With “Reading Reasons,” I tried to really consider how these reasons to read that high school students came up with will apply to my classroom of slightly younger students. Some of them would be more difficult to relate to them than others. For instance, explaining to a group of middle school students that reading is necessary for college is much less applicable than explaining that it is going to be particularly important in high school, and emphasizing that reading is hard, but we need hard things in our lives might not be something they are interested to hear. I was thinking about teaching Math, since I don’t know at this point if I will end up in Math or Reading, and the reason that reading is important financially really hit me. I would love to do a class project with allowance tracking or even pretend class bills. We could create a classroom community where students had to research funding and spending, but in a simpler way than with high school students.
With the Graves chapter, I was really thinking about the students that will be in my classroom. They with be ages 9-13, so opinions on reading may have already formed.
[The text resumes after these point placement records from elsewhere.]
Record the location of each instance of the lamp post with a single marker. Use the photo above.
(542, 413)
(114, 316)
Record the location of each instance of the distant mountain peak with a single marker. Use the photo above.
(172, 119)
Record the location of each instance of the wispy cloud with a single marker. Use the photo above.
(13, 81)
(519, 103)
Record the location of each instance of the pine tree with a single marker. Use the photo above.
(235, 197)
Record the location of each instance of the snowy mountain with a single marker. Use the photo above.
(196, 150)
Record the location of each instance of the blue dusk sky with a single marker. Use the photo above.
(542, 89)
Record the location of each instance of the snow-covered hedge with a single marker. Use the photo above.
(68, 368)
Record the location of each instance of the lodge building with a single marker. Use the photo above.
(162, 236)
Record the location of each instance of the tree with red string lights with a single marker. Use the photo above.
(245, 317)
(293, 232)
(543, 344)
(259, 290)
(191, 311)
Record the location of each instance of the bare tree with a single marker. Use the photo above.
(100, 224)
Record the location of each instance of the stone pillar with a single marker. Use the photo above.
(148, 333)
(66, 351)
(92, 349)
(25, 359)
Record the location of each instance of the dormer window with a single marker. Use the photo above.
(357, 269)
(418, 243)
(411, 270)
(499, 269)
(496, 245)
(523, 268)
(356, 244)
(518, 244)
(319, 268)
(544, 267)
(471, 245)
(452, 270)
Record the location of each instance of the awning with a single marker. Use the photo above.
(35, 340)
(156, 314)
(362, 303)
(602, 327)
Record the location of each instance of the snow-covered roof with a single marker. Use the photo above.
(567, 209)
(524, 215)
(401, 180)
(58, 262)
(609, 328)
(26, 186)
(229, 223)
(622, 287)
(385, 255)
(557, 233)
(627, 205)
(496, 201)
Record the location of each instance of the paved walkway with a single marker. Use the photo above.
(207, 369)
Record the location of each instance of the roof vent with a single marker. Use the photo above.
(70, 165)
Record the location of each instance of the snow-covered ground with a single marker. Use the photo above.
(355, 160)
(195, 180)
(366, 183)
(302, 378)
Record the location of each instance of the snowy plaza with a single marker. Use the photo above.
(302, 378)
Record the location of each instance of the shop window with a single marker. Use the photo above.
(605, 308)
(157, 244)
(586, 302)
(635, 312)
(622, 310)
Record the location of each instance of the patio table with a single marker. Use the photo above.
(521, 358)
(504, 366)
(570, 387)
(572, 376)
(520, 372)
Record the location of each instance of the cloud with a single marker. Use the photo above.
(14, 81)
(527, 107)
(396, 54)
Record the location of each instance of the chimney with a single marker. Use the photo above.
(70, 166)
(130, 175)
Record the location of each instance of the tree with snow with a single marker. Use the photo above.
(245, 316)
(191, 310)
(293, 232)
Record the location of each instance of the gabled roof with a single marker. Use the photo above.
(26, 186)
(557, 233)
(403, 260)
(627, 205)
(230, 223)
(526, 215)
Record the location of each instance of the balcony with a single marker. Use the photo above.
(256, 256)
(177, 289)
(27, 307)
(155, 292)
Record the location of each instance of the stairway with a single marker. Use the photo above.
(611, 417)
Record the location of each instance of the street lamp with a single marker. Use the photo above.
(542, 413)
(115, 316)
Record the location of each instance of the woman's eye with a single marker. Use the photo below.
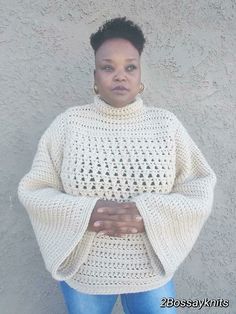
(132, 66)
(107, 67)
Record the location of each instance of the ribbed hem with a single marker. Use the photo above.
(116, 289)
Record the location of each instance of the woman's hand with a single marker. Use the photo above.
(116, 219)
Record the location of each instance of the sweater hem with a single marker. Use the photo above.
(114, 289)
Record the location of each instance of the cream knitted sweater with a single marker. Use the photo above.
(136, 153)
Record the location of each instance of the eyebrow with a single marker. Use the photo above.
(110, 60)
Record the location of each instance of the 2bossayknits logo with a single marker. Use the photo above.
(170, 302)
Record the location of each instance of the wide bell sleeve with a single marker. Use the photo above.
(59, 220)
(174, 220)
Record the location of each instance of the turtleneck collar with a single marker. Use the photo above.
(130, 110)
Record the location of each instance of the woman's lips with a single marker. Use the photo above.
(120, 89)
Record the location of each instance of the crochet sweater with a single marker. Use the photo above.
(136, 153)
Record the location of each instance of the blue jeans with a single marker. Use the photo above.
(147, 302)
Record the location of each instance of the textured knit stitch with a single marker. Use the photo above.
(136, 153)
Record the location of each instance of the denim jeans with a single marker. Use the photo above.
(147, 302)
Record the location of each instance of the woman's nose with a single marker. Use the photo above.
(120, 75)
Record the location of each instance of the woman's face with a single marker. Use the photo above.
(117, 64)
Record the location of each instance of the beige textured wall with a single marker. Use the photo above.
(46, 66)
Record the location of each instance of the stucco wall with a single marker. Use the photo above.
(46, 66)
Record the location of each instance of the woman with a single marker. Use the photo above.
(130, 167)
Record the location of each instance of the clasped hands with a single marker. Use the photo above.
(116, 219)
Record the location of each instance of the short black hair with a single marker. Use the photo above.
(118, 28)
They might also have in mind if they are a “good reader” or a “bad reader.” I hope that I can create a fresh start environment for my students where they can all be good readers and all can love to read. In that, there was one little line that really hit me on page 54, “Perhaps the best books offer an experience that is similar to looking through a window at twilight. At first you see through the window into another place, but, as the light gradually fades, you end up seeing yourself.” My students will be at a time in their lives where everything they knew about themselves and their world is starting to change. With that quote, I realized that I can help them learn about themselves and their world through the books I have them read. Maybe the best way to motivate my students is to have them divided into book groups, where each group is filled with students who are different from each other, but by the end they will all be reflecting on the book and themselves together, once it’s dark and the window reflects themselves. I think motivation can seem daunting, but the trick is finding what motivates us now, and when we were children, and I think Graves has it, it’s finding literature that allows us into another world, different from our own, but leaves us thinking about our own lives, no matter the age.
(2003). Nine Reasons for Reading. In K. Gallagher, Reading
Reasons: Motivational Mini-Lessons for Middle and High School (pp. 15-38).
Portland: Stenhouse Publishers.
Graves, M. F. (2007). Teaching Reading in the 21st
Century (5th Edition). Boston: Allyn and Bacon.
Great post.. love the quote from page 54. I can see you are really thinking about how you might apply this content in your own classroom.